Incremental Build Performance

Running cargo build after editing a string in the source code. If you just need to know if the code is correct you can run cargo check, which is much quicker, but your editor/IDE is probably already doing that.

Options
opt-level 3, debug = 0	2.45s
sccache + opt-level 3, debug = 0	2.5s
sccache + opt-level 1, debug = 1, target-cpu=generic	2.75s
opt-level 3, debug = 0	2.78s
sccache + opt-level 3, debug = 1	2.8s
sccache + opt-level 1, debug = 1	2.8s
default linker + sccache, opt-level 3, debug = 1	3.00s
default linker, opt-level 3, debug = 1	3.02s
default linker + sccache, opt-level 1, debug = 1	3.02s
default linker + sccache, opt-level 1, debug = 1	3.04s
sccache + opt-level 3, debug = true	3.5s

Apart from ensuring we are using the lld linker the main speed up comes from reducing the debug level.
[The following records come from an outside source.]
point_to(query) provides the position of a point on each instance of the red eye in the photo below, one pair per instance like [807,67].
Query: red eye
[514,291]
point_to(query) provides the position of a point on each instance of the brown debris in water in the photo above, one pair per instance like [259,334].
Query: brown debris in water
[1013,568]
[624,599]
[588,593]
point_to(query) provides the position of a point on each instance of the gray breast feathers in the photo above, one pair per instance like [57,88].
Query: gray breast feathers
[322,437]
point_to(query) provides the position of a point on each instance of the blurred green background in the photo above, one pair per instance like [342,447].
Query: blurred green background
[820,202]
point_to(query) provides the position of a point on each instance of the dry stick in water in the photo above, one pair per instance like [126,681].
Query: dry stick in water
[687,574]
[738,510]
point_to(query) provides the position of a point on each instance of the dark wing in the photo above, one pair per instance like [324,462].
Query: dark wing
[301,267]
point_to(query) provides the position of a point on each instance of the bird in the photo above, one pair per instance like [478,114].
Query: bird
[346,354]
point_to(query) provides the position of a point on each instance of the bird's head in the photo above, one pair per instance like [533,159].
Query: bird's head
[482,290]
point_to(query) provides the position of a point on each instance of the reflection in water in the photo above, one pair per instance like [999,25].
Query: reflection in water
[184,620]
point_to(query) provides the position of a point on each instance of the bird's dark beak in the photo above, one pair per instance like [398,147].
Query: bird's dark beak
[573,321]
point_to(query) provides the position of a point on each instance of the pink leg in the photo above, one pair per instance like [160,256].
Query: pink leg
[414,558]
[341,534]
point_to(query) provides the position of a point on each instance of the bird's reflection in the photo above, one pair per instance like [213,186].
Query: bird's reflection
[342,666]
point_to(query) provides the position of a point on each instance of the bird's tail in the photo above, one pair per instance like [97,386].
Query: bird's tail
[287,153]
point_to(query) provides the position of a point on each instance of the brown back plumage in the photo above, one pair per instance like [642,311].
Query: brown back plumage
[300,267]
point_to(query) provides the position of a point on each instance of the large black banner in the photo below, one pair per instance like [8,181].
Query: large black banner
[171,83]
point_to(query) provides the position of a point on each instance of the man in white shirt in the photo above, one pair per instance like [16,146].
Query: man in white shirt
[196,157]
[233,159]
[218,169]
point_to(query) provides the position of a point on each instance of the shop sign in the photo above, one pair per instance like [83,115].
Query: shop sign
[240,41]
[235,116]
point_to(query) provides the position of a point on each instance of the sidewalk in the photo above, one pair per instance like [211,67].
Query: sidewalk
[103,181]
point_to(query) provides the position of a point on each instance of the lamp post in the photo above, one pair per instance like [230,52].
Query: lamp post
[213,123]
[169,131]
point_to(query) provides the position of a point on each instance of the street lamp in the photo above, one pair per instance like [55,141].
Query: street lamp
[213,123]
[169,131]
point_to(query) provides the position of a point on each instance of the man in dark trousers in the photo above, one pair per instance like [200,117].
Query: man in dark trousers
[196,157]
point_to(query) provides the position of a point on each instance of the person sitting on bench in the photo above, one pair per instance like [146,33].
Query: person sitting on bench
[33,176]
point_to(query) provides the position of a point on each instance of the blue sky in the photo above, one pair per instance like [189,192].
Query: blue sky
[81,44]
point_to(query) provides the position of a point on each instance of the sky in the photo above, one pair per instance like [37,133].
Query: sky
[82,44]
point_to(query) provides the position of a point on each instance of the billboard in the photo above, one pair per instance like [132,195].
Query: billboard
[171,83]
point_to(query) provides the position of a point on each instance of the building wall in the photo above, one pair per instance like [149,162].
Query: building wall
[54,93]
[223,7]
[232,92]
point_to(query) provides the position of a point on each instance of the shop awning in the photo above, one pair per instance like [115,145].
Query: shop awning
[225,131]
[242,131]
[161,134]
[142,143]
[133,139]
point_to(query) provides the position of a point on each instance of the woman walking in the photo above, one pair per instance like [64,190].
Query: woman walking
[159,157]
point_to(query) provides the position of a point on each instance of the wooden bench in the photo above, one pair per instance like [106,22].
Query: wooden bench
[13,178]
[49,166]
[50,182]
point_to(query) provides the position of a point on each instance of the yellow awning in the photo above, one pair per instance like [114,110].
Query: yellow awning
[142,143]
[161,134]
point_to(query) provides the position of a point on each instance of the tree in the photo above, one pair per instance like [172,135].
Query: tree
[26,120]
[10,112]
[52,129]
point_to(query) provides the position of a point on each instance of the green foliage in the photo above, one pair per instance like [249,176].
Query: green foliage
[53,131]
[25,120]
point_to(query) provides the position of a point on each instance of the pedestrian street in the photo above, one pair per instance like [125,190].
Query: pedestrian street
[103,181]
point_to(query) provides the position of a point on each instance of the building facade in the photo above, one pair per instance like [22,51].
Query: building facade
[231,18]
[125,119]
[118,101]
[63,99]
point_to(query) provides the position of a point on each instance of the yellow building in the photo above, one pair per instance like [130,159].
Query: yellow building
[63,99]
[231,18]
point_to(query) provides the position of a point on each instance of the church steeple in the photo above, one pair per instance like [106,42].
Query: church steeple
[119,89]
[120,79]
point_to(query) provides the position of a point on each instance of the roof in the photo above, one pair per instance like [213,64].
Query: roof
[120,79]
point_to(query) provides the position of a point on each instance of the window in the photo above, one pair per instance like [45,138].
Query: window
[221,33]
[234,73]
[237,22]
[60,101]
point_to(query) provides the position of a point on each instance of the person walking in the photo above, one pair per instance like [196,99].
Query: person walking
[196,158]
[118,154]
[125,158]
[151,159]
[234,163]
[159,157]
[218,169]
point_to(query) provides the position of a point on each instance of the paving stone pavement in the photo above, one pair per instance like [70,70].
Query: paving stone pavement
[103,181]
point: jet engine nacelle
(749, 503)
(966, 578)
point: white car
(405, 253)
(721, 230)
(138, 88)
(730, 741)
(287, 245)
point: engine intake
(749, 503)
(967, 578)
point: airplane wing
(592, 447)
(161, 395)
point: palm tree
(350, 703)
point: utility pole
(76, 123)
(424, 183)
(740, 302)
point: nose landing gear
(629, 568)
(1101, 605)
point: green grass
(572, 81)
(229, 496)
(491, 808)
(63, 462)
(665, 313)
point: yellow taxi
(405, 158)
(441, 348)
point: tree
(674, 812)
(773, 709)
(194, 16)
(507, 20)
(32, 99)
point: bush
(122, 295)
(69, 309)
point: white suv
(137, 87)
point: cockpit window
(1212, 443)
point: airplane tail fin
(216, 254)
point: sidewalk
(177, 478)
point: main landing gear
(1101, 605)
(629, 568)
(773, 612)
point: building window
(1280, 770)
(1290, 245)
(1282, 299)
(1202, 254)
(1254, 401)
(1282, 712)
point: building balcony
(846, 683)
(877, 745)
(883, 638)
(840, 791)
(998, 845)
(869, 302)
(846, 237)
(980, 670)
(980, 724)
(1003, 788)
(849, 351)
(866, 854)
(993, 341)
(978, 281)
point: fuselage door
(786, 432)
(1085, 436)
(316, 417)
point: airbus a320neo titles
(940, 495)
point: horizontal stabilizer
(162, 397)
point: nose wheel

If you can get by with line numbers only for symbols then debug = 1 instead of the default debug = true is a good idea.

Debug Code Performance

As mentioned, debug opt-levels are only applied to third party code to help compile iteration times. Opt level 0 is the default level for the dev profile with up to level 3 being full optimizations. Level 2 will unroll loops, potentially making debugging confusing. Level 3 does more vectorization and inlining. When using a debugger consider going to opt-level 0 or 1.